Quo vadis Russland? Erst eine Niederlage in der Ukraine öffnet die Chance auf Erneuerung
Es wird Zeit, über ein Russland nach Putin nachzudenken. Mit einer Niederlage in der Ukraine werden sich auch die Verhältnisse im Land ändern. Ob zum Besseren oder Schlechteren, ist offen. Ohne Abschied vom imperialen Wahn bleibt Russland im ewigen Teufelskreis von Kriegspolitik und autoritärer Herrschaft.

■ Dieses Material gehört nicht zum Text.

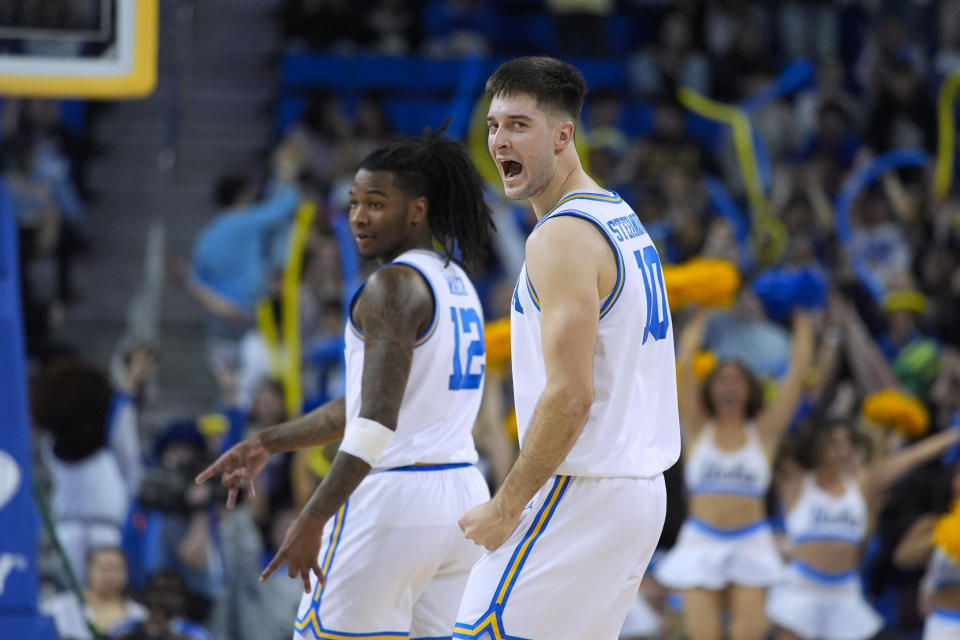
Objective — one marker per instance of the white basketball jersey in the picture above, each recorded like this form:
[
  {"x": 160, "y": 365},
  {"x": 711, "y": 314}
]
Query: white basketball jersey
[
  {"x": 443, "y": 393},
  {"x": 634, "y": 428}
]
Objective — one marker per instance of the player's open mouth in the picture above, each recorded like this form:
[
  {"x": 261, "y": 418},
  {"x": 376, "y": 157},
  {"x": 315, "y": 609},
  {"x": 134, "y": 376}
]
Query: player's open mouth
[
  {"x": 511, "y": 169},
  {"x": 363, "y": 238}
]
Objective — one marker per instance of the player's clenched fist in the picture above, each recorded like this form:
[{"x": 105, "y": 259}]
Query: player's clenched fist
[{"x": 488, "y": 524}]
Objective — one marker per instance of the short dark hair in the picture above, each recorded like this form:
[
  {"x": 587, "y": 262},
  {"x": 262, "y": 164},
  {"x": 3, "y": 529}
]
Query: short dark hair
[
  {"x": 806, "y": 445},
  {"x": 754, "y": 398},
  {"x": 555, "y": 84},
  {"x": 440, "y": 169},
  {"x": 70, "y": 399}
]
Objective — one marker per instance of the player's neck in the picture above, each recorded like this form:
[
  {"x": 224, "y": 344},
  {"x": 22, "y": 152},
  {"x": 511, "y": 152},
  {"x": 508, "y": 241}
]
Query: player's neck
[{"x": 568, "y": 178}]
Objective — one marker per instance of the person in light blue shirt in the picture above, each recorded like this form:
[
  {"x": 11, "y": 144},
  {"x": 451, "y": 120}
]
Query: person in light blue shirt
[
  {"x": 235, "y": 254},
  {"x": 232, "y": 255}
]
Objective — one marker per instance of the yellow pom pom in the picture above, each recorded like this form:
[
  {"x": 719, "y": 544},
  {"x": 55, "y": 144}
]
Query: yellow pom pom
[
  {"x": 705, "y": 281},
  {"x": 510, "y": 425},
  {"x": 497, "y": 336},
  {"x": 898, "y": 411},
  {"x": 704, "y": 362},
  {"x": 946, "y": 533}
]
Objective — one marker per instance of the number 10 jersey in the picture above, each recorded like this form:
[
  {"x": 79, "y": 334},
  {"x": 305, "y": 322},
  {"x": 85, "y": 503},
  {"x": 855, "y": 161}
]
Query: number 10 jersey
[
  {"x": 633, "y": 429},
  {"x": 445, "y": 385}
]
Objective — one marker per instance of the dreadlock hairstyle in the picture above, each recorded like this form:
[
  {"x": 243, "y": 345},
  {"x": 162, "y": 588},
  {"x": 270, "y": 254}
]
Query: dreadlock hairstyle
[
  {"x": 439, "y": 168},
  {"x": 555, "y": 84}
]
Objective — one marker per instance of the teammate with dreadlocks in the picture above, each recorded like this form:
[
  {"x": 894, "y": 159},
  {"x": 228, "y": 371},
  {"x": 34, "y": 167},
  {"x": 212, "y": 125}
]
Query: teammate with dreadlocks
[{"x": 390, "y": 561}]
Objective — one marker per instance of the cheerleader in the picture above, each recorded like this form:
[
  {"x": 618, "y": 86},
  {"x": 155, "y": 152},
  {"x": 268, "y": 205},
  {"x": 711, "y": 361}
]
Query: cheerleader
[
  {"x": 725, "y": 556},
  {"x": 830, "y": 501}
]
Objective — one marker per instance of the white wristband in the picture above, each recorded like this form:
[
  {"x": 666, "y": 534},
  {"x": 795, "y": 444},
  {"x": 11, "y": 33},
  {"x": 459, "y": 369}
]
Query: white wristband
[{"x": 366, "y": 439}]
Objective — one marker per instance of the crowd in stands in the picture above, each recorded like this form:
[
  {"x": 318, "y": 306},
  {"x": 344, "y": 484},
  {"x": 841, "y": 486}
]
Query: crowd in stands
[{"x": 787, "y": 374}]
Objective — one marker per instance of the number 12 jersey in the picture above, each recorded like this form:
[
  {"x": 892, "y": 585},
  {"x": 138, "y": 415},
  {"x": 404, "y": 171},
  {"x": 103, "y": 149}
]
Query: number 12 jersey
[
  {"x": 443, "y": 393},
  {"x": 633, "y": 429}
]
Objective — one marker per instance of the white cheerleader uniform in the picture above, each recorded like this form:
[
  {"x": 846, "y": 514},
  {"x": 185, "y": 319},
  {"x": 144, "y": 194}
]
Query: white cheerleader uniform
[
  {"x": 393, "y": 555},
  {"x": 709, "y": 557},
  {"x": 572, "y": 566},
  {"x": 814, "y": 604},
  {"x": 942, "y": 572}
]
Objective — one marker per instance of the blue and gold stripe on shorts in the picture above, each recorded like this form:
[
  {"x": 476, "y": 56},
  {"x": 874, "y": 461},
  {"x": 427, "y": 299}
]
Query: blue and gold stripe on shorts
[{"x": 491, "y": 622}]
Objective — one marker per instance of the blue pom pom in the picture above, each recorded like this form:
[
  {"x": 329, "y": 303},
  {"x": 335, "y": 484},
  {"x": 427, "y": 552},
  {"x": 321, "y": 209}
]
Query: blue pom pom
[{"x": 784, "y": 290}]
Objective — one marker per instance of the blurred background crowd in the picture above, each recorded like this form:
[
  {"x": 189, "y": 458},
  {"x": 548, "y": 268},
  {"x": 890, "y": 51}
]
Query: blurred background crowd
[{"x": 831, "y": 208}]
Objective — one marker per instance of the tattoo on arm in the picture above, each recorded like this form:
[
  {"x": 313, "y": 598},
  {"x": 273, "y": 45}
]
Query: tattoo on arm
[
  {"x": 319, "y": 427},
  {"x": 395, "y": 305},
  {"x": 346, "y": 474}
]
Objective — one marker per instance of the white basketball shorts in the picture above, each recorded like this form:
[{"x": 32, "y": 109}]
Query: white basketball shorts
[
  {"x": 572, "y": 566},
  {"x": 395, "y": 560}
]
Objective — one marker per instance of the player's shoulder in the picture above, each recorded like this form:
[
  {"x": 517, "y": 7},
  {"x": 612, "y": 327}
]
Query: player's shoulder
[
  {"x": 395, "y": 279},
  {"x": 396, "y": 293},
  {"x": 566, "y": 238}
]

Memorial, die älteste und wichtigste Menschenrechtsorganisation Russlands, bekommt endlich den längst überfälligen Friedensnobelpreis. In die Genugtuung mischt sich Bitterkeit. Die Auszeichnung kommt zu einer Zeit, da Russland sich mit Lichtgeschwindigkeit in eine finstere Kriegsdiktatur verwandelt hat. Memorial ist von Gerichts wegen aufgelöst, seine Gebäude beschlagnahmt, die Konten gesperrt. Welch ein Absturz gegenüber dem hoffnungsvollen Beginn von 1987, in der Periode von »Glasnost und Perestroika«. Noch hatte die Sowjetunion Bestand, aber die Freiräume weiteten sich, um die Vergangenheit aufzuarbeiten und über die Zukunft nachzudenken. Memorial schlug die Brücke zwischen der alten sowjetischen Dissidenz und einer neuen Generation von Historikern und Menschenrechtlern. Erster Vorsitzender war der legendäre Andrej Sacharow.

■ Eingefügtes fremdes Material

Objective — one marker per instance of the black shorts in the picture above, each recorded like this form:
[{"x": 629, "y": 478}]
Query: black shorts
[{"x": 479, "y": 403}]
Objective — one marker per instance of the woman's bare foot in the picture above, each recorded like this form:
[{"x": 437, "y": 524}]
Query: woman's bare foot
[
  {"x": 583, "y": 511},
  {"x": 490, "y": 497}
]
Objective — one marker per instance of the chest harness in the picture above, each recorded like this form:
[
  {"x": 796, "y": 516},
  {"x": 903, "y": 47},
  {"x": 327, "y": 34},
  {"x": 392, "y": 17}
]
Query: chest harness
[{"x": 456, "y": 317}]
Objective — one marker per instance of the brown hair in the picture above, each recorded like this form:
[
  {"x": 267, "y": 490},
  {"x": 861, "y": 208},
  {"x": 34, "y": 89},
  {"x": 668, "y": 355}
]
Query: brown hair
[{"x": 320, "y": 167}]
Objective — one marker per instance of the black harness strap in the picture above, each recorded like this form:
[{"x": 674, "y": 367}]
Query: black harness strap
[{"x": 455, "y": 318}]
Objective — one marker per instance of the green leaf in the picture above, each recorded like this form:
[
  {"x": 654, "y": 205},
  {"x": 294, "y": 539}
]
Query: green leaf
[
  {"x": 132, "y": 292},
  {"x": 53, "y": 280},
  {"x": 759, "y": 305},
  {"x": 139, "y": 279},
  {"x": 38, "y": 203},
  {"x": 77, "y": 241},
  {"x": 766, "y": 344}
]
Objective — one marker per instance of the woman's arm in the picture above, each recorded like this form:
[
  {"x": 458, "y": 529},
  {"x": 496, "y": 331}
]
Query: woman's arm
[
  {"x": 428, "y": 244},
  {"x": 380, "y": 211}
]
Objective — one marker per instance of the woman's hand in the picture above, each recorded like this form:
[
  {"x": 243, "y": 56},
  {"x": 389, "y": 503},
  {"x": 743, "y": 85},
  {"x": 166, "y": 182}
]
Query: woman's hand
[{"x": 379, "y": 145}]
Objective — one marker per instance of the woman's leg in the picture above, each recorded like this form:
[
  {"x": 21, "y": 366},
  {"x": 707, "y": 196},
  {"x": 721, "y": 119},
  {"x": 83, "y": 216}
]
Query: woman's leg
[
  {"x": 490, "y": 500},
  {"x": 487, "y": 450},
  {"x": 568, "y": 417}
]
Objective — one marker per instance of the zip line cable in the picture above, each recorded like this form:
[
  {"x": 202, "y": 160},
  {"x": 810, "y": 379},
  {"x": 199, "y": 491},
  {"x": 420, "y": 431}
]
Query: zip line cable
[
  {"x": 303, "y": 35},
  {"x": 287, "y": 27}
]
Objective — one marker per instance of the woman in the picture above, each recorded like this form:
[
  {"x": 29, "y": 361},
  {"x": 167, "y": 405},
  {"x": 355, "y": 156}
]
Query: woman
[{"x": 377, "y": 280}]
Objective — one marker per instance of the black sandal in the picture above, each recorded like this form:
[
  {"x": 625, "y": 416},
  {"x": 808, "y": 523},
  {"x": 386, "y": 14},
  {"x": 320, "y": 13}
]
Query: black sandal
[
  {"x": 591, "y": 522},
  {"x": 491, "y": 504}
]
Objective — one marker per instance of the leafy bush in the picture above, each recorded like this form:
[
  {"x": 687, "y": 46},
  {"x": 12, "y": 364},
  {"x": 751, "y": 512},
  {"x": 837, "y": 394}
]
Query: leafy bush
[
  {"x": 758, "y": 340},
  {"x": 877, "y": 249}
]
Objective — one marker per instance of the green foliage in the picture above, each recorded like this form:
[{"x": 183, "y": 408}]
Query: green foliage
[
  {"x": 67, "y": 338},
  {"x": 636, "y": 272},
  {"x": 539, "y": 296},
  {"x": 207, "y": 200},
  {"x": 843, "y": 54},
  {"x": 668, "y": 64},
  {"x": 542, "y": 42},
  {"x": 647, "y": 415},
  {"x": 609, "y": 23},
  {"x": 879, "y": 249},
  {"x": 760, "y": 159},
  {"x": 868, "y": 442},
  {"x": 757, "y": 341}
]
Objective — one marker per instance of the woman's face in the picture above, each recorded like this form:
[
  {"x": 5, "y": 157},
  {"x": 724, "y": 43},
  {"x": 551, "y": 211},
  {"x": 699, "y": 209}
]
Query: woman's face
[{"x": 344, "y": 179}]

Ich kam 1997 über die Heinrich-Böll-Stiftung mit Memorial in Kontakt. Daraus wurden 25 Jahre freundschaftlicher Zusammenarbeit. Wir redeten uns die Köpfe heiß und schmiedeten Pläne. Über allem lag eine gemeinsame Erwartung: Demokratie in Russland ist möglich, der Weg in ein gemeinsames Europa ist offen. Der Kontrast zu heute könnte kaum größer sein.

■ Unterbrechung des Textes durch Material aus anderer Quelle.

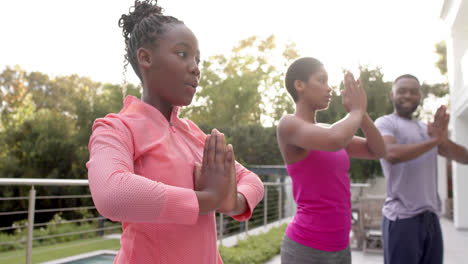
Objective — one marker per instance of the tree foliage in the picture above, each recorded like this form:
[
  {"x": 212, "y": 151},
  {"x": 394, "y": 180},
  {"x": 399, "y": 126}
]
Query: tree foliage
[{"x": 243, "y": 88}]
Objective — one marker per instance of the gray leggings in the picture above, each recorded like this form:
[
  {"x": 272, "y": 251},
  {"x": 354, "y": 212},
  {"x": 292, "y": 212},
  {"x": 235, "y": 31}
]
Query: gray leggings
[{"x": 295, "y": 253}]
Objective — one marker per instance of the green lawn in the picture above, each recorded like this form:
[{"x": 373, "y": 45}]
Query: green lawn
[
  {"x": 255, "y": 249},
  {"x": 62, "y": 250}
]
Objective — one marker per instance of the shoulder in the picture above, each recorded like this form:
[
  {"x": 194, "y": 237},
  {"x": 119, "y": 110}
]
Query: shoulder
[
  {"x": 111, "y": 123},
  {"x": 385, "y": 120},
  {"x": 287, "y": 123}
]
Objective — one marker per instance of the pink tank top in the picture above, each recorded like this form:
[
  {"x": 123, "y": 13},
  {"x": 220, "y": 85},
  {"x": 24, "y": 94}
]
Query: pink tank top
[{"x": 321, "y": 189}]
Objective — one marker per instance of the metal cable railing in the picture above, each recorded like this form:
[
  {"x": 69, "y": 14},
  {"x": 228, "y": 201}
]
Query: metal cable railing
[{"x": 269, "y": 210}]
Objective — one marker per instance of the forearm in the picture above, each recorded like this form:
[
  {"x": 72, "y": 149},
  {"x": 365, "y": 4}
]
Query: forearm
[
  {"x": 207, "y": 202},
  {"x": 397, "y": 153},
  {"x": 453, "y": 151},
  {"x": 241, "y": 206},
  {"x": 343, "y": 131},
  {"x": 375, "y": 142}
]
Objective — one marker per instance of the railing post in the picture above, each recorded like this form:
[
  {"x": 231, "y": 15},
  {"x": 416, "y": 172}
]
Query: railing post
[
  {"x": 221, "y": 228},
  {"x": 280, "y": 200},
  {"x": 247, "y": 227},
  {"x": 265, "y": 206},
  {"x": 31, "y": 210}
]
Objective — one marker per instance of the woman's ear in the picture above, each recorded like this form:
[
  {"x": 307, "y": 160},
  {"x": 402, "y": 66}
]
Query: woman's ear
[
  {"x": 299, "y": 85},
  {"x": 144, "y": 57}
]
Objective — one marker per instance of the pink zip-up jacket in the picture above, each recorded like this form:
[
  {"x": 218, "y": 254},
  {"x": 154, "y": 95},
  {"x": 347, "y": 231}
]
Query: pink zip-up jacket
[{"x": 140, "y": 172}]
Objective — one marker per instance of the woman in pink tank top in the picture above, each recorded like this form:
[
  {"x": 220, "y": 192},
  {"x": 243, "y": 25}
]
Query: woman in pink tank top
[{"x": 316, "y": 158}]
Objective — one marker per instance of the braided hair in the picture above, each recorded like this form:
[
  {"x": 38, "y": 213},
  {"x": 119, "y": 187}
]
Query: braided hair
[
  {"x": 300, "y": 69},
  {"x": 143, "y": 27}
]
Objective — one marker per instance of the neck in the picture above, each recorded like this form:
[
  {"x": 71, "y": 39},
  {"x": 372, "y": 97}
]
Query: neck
[
  {"x": 158, "y": 103},
  {"x": 408, "y": 116},
  {"x": 305, "y": 112}
]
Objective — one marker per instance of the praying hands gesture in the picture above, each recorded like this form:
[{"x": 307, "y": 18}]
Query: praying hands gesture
[
  {"x": 216, "y": 176},
  {"x": 353, "y": 96}
]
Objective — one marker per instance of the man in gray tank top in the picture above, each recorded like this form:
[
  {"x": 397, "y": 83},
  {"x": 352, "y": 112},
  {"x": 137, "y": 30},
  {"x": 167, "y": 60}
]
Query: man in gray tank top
[{"x": 411, "y": 228}]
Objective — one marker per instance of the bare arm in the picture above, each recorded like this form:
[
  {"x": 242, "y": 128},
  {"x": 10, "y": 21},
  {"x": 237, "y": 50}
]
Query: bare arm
[
  {"x": 297, "y": 132},
  {"x": 370, "y": 147}
]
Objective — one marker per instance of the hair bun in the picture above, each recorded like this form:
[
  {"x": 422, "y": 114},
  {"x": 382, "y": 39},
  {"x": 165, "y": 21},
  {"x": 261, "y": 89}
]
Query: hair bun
[{"x": 137, "y": 13}]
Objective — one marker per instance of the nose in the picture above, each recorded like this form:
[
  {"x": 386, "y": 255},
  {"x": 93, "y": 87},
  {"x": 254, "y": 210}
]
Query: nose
[{"x": 194, "y": 69}]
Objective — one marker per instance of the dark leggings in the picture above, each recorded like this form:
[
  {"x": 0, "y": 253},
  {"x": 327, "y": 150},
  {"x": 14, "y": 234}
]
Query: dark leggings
[{"x": 295, "y": 253}]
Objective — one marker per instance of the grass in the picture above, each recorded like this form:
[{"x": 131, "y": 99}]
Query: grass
[
  {"x": 62, "y": 250},
  {"x": 255, "y": 249}
]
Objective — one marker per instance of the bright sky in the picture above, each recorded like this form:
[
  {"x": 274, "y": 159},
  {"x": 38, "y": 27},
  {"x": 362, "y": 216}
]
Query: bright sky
[{"x": 61, "y": 37}]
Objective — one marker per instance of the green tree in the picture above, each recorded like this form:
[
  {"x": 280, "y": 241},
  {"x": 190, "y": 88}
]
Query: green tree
[
  {"x": 378, "y": 104},
  {"x": 441, "y": 63},
  {"x": 242, "y": 88}
]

Putins »gelenkte Demokratie« war Tarnung
Die Ernüchterung kam nicht über Nacht. Spätestens ab 2005, dem Beginn der zweiten Amtsperiode Putins, befanden sich die freiheitlichen Geister Russlands wieder in der Defensive. Putins »gelenkte Demokratie« war nur ein Tarnwort für die autoritäre Restauration. Geheimdienstkader besetzten Schlüsselpositionen in Staat und Wirtschaft, die Rückkehr zu einer staatlich kontrollierten Ökonomie war in vollem Gange. Ein Schlüsselereignis war die Verhaftung Michail Chodorkowskis und die Zerschlagung des Yukos-Konzerns im Jahr 2003. Wer zu unabhängig war, wurde ausgeschaltet oder zum Kotau gezwungen.
Seitdem geht es Schlag auf Schlag: Zentralisierung der Macht, Gleichschaltung des Parteiensystems und der Duma, Gleichschaltung der Medien, Gleichschaltung der Justiz. Noch bestehende Freiräume in der Zivilgesellschaft, im Kulturbetrieb und den Universitäten wurden eingedampft: Agentengesetze, Internetzensur, Verfolgung politischer Opposition, Regimekritik als Straftat, Beschwörung des »Großen Vaterländischen Krieges« als zentrale Legitimationsquelle des Putin-Regimes.
Der wachsenden Repression nach innen folgte die aggressive Wendung nach außen auf dem Fuß. Die Georgien-Intervention von 2008 war ein Warnsignal, das der Westen nicht hören wollte. Es folgten der erste Ukrainekrieg von 2014, die Krim-Annexion, die militärische Intervention in Syrien, in vieler Hinsicht eine Vorübung für den zweiten Ukrainekrieg. Erst jetzt gehen vielen die Augen auf, die vorher nicht sehen wollten, in welche Richtung sich Russland unter Putin entwickelte. Fundierte Studien beschreiben das »System Putin« als Kombination aus einer mafiösen Kleptokratie, deren Machtelite sich schrankenlos bereichert, und einem Geheimdienstregime, das den Zerfall der Sowjetunion als Moment der schlimmsten Demütigung empfindet. Das Ziel ist die Restauration des Imperiums.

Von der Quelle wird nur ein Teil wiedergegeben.